On Sunday, Haniya confirmed he had accepted Hamas's nomination and said: "I pray to God to help me to shoulder this great responsibility ... to serve the Palestinian cause until the return of the Palestinian rights." Haniya, 43, is widely viewed by Palestinians as a pragmatist who has forged good relations with rival factions. Hamas crushed the long-dominant Fatah faction in the parliamentary election on 25 January.
The group presented Haniya's candidacy to Abbas, the Palestinian president, on Sunday, paving the way for talks on forming a government. Hamas has said it hopes to persuade other parties to join a national unity administration in negotiations that could take several weeks.

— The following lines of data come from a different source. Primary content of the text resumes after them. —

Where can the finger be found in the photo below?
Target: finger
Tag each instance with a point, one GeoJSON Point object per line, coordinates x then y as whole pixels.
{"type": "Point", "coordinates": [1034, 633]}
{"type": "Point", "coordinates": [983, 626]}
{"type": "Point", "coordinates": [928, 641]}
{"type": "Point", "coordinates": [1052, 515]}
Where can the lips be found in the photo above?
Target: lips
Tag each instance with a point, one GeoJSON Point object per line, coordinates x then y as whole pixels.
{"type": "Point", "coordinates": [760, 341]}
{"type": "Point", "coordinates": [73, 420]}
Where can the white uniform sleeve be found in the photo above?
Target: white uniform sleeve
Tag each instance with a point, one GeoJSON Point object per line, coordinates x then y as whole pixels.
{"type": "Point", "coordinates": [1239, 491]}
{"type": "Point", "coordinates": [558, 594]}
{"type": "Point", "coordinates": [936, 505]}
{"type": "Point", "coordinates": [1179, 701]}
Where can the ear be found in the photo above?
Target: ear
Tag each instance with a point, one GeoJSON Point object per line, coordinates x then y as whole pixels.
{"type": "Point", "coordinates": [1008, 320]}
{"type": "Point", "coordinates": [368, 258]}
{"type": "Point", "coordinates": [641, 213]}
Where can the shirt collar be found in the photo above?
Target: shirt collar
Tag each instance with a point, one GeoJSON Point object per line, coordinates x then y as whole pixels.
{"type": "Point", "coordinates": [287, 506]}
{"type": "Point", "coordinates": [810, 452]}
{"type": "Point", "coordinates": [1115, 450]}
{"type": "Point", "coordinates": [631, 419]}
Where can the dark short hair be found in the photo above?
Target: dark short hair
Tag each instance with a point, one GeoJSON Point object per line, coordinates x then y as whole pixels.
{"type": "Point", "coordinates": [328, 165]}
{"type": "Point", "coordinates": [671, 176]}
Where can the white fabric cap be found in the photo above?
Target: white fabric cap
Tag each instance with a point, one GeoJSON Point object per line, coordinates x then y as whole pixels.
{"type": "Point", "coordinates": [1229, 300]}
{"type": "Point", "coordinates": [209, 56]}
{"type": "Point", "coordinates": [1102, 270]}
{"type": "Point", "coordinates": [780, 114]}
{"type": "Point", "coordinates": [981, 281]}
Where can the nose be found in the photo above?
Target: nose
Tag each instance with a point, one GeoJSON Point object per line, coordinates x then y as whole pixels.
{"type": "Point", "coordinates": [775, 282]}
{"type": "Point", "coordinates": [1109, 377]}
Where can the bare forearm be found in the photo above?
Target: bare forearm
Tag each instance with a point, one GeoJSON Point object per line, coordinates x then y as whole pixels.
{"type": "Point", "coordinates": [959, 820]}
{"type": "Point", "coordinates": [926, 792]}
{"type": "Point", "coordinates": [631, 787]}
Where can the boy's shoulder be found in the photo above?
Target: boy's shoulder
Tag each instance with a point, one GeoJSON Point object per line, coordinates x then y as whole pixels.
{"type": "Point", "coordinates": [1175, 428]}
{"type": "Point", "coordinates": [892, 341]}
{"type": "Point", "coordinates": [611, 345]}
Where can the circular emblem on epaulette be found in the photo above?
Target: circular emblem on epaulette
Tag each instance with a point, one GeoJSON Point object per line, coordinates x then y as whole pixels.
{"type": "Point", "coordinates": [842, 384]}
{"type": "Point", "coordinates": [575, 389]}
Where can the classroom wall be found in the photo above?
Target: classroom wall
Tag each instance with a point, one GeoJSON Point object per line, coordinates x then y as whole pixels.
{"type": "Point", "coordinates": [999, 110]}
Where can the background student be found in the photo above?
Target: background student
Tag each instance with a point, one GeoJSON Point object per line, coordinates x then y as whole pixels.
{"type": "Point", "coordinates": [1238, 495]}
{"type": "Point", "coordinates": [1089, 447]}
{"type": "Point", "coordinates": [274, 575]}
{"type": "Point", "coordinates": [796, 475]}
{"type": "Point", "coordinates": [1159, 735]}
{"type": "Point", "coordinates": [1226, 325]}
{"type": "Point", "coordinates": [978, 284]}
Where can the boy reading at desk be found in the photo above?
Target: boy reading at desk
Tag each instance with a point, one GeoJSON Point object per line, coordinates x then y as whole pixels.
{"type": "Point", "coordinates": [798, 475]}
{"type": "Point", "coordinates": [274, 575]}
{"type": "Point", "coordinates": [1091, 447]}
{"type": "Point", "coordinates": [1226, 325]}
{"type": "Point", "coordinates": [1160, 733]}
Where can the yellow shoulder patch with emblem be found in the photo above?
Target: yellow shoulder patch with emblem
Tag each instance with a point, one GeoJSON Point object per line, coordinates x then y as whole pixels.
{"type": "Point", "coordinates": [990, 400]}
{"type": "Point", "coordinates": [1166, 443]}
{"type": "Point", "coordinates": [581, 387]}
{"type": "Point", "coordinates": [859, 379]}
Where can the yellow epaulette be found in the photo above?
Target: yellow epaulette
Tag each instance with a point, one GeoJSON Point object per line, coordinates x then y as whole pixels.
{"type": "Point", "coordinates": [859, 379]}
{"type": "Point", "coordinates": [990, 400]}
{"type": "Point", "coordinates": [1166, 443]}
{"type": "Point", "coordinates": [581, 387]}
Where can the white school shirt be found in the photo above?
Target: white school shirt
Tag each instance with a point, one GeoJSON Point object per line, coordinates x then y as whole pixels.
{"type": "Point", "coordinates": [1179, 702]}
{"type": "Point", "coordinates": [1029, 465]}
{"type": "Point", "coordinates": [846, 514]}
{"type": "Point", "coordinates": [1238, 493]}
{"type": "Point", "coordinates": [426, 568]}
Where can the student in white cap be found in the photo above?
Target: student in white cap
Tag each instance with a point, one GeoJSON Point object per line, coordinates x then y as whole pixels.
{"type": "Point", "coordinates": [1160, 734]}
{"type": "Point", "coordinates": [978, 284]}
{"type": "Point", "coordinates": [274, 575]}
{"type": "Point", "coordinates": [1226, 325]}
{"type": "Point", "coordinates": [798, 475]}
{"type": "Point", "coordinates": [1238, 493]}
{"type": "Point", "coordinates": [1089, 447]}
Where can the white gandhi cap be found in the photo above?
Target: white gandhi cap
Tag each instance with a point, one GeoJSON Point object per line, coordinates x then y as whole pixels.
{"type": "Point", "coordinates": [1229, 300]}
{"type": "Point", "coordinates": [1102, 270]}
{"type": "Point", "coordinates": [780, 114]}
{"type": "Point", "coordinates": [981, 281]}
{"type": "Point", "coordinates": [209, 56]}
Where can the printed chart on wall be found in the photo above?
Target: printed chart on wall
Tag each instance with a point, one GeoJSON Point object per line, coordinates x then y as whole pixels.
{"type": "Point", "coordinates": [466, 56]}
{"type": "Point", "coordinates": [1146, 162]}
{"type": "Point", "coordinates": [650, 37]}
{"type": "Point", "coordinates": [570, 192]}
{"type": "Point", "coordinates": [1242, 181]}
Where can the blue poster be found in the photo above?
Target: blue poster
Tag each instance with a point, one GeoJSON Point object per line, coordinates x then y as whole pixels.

Speaking to reporters at his house in the Beach refugee camp, Haniya said he and other leaders would meet Abbas later in the day in Gaza "to take the first steps" towards forming a government. "We will engage in dialogue and everything will be on the table for discussion," he said.
At the opening session of the Hamas-led parliament on Saturday, Abbas urged a future Hamas government to recognise past peace deals with Israel and commit itself to pursuing statehood through talks. Hamas rejected that call. But Haniya said: "We want to avoid any sharp debate, especially while the [Israeli] occupation refuses to recognise Palestinian rights and refuses to recognise the agreements signed with the [Palestinian] Authority."
Elected under the slogan of Change and Reform, Haniya said the group would seek to introduce political, social, economic, financial and administrative reforms into authority institutions plagued by corruption Commenting on the possible cut-off or reduction of Western aid to a Hamas-led government, Haniya said the group had several alternatives.
"We have our Arab and Islamic nations and we have also some countries in the international community which expressed a desire to have relations with the coming government." Haniya told Aljazeera on Sunday: "Hamas will bear its responsibilities on both the Palestinian and regional levels. "Palestinians are looking forward to a government reflecting their ambition, expressing their hopes and sticking to their rights and objectives.
"Hamas will be open to the regional and international community. Hamas has to preserve and serve its people's rights and maintain their economic and security requirements," he told Aljazeera. In Jerusalem, the Israeli cabinet said it was cutting off the monthly transfer of tax revenues that Israel collects on behalf of the Palestinian Authority and urged international donors to stop all but humanitarian aid. Haniya said the Israeli restrictions were aimed at "bringing the Palestinian people to their knees".
"These decisions do not frighten our Palestinian people and they do not frighten the coming Palestinian government. We had dealt with challenges in the past and we will be able to handle the coming challenges."